Monday, March 13, 2006

Richard Cory in Japan

I read in the news the other day that there's been an increase in group suicides in Japan--mostly young people who meet online to discuss dying, apparently. This is a very sad thing. I understand that Japan has different cultural attitudes toward suicide than we do in the West (though we have our own strand of suicide-romanticization--Goethe, Plath fans, Goths, etc.), but it is sad nonetheless. Japan is a very prosperous country with a heritage to be proud of, yet nowadays the Japanese as a whole can't summon up enough hope in the future to replace themselves and some of the young people they do have can't summon up the nerve to keep living.

I'm very familiar with the phenomenon of Westerners who go on about how the East is more spiritual than the West, Easterners are more holistic and less materialistic, etc. I don't tend to buy this, because I think people are people wherever you go--i.e. human nature is the same, no matter the shape of the eyes, color of the skin, or texture of the hair.
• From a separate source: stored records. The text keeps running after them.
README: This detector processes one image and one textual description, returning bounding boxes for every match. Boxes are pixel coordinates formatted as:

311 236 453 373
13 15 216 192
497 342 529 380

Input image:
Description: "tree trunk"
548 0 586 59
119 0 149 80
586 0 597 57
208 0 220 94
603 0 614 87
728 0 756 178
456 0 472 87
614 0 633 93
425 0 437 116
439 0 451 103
You wouldn't get Hong Kong or modern, commercial Japan if people of the East were automatically less susceptible to greed than the West, would you? Anyway, I think these suicides in Japan and its very low birth rate come in part from a spiritual problem. (It's probably a psychological problem too; humans just don't seem to do as well in prosperity as they do in adversity. Not to mention a multilayered social problem.)
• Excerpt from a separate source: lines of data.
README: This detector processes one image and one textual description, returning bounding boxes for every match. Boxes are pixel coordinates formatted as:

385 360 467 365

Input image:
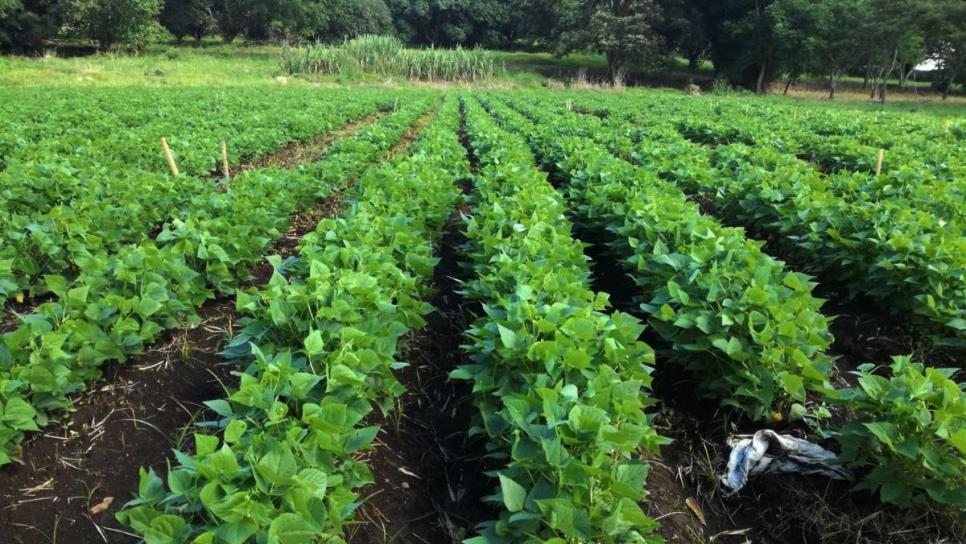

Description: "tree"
557 0 660 80
923 0 966 100
0 0 56 53
656 0 711 70
768 0 822 94
857 0 927 102
61 0 161 49
319 0 394 41
211 0 253 43
161 0 214 43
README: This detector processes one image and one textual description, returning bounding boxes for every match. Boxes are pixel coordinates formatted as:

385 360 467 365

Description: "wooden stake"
221 140 231 180
161 137 178 176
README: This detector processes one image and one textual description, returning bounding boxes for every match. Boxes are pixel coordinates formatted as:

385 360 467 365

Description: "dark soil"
214 111 386 179
349 106 495 544
0 112 394 544
386 104 439 160
349 209 492 544
0 301 235 544
578 231 966 544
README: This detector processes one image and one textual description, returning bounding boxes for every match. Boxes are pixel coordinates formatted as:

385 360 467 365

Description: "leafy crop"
452 101 664 544
0 92 431 464
491 95 832 420
557 91 966 343
0 91 404 304
825 357 966 512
When people decide to live only for themselves, it never satisfies. There is a spiritual emptiness. It's good for the economy (short-term), because the less you have in your life that matters the more distractions you need to buy, but it is not good for people. When vast numbers of people in a society decide that there is nothing bigger than themselves worth living for, nothing more important than themselves and the gratification of their own immediate whims and desires, it is very bad for that society's long-term future. Why go on living and working and producing if nothing matters? A man isn't going to die for a country he thinks is worthless and corrupt. A woman isn't going to be willing to lose her figure and her free time for children, if she thinks the next generation isn't as important as her own good time. Why go to the trouble of building families and communities when it's easier to shop and watch TV and have a string of affairs? And when you realize the continual gratification of your appetites never ends because it never really satisfies, why even go on living? If there's nothing bigger than you and all the distractions you're supposed to want because they're so fun and so luxurious don't satisfy, why not give in to weariness and end it all?
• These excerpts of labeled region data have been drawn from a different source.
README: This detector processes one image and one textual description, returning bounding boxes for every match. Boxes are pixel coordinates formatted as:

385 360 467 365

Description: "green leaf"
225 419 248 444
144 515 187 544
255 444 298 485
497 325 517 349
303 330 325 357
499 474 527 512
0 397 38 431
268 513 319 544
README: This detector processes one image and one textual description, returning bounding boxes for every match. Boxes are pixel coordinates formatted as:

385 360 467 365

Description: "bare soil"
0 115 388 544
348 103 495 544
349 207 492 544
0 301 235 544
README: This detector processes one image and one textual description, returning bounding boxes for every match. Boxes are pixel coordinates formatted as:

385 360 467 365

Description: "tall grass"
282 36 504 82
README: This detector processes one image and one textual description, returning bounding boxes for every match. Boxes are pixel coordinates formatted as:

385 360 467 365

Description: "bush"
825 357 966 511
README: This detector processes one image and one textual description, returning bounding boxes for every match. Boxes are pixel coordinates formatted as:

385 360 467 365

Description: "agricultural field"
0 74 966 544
I'm not picking on Japan. This "nothing bigger than me" attitude that I think may be contributing to the group suicides is pervasive in Europe and the Anglosphere too. Unless there's a radical change, I expect to see more of this sort of thing in the West. Based on various things I've read over the past fifteen years or so, it seems we're already seeing at least a small rise in suicides.

And I think that is a very bad thing.

I have sympathy for the kind of unhappiness these people may have had in their lives and I understand clinical depression and suicidal thoughts, because I've been there, but I think I lost whatever tendency I may have had to romanticise suicide a good many years ago. (I definitely decided it wasn't an option for me.) And if I did have any residual feeling along those lines, I lost it several years ago, when I first came across these lines by Chesterton:


"Not only is suicide a sin, it is the sin. It is the ultimate and absolute evil,
the refusal to take an interest in existence....There is not a tiny creature in
the cosmos at whom [the suicide's] death is not a sneer."


I hope I never look at henbit or a sparrow and sneer. Or my fellow human beings.

1 comment:

Anonymous said...

Powerful post. Very brave. Thank you.